When asked for source of funds documentation, the customer provides:

  • Screenshots from the casino website showing account balance
  • A "VIP player certificate" from the casino
  • Transaction history showing numerous bets over 6 months
  • Casino's "proof of payout" letter (not on official letterhead, just an email)
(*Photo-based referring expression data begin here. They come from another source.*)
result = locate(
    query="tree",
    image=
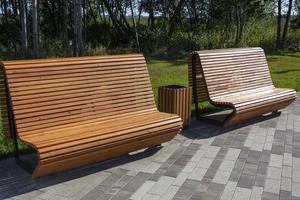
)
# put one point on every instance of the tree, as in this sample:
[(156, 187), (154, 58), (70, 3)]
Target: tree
[(65, 36), (35, 22), (278, 43), (24, 34), (286, 25), (78, 42), (134, 26)]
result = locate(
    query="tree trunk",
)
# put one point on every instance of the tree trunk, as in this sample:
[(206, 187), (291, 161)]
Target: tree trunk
[(5, 12), (78, 43), (24, 33), (35, 24), (174, 18), (286, 26), (135, 28), (65, 37), (278, 25)]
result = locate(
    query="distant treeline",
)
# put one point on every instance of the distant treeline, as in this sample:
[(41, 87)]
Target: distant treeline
[(32, 28)]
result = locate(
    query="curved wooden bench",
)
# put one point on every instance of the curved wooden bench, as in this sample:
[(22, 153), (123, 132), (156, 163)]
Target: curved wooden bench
[(76, 111), (240, 79)]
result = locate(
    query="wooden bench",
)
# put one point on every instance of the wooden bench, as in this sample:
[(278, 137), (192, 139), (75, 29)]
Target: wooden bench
[(239, 79), (76, 111)]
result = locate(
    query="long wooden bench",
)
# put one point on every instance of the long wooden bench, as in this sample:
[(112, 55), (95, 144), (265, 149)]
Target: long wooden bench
[(76, 111), (239, 79)]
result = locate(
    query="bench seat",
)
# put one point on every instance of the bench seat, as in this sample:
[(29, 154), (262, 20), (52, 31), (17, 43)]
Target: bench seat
[(77, 111), (238, 79)]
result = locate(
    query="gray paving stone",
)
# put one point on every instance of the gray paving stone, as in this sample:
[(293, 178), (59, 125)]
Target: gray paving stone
[(260, 180), (250, 169), (186, 190), (246, 181), (285, 195), (269, 196)]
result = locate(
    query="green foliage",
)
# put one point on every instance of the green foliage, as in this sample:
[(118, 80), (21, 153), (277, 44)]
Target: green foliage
[(284, 67)]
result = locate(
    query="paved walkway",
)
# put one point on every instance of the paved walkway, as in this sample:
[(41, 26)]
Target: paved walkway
[(257, 160)]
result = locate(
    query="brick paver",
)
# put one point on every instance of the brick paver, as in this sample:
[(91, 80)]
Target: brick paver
[(255, 160)]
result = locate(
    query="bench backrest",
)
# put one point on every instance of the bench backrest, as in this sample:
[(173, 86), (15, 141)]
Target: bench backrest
[(228, 71), (56, 92)]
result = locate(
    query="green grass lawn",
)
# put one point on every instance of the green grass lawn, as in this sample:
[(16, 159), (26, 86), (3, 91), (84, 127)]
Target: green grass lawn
[(285, 72)]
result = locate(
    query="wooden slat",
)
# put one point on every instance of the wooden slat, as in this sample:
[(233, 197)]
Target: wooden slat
[(238, 78), (70, 108)]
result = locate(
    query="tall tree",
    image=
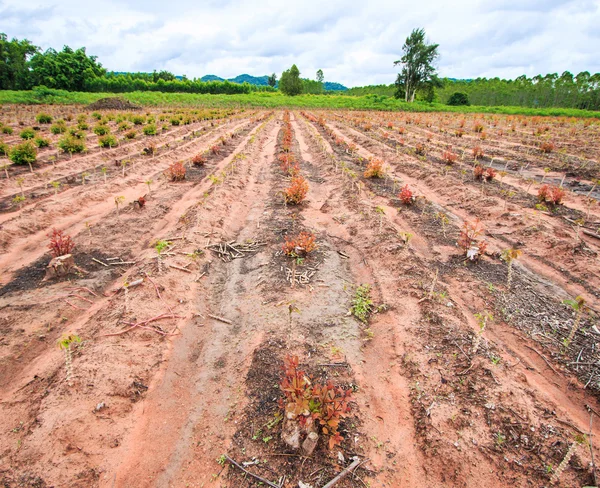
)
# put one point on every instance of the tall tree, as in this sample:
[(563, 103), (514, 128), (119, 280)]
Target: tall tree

Customer states: "I got lucky at crypto poker. I started with 0.5 BTC and played for months. The casino is legitimate - it has a Curacao gaming license. This is legal gambling winnings."

Additional concerns:

  • Curacao licenses are known for minimal regulation
  • No independent verification of gambling activity possible
  • Crypto casinos are sometimes used for money laundering
  • Poland has restrictive gambling laws - online casinos may be illegal
Potential Red Flags:
  • Very high winnings (0.5 BTC → 42 BTC = 84x return) are statistically unlikely
  • Curacao licensing is weak regulatory environment
  • Gambling proceeds are high-risk for money laundering (FATF guidance)
  • Cannot independently verify legitimacy of casino or winnings
  • Possible legal issues in customer's home jurisdiction (Poland)
AML Jurisdictional
Your Decision: Can you accept gambling proceeds as source of funds? What enhanced due diligence would you require? Are there jurisdictional concerns with Polish gambling laws?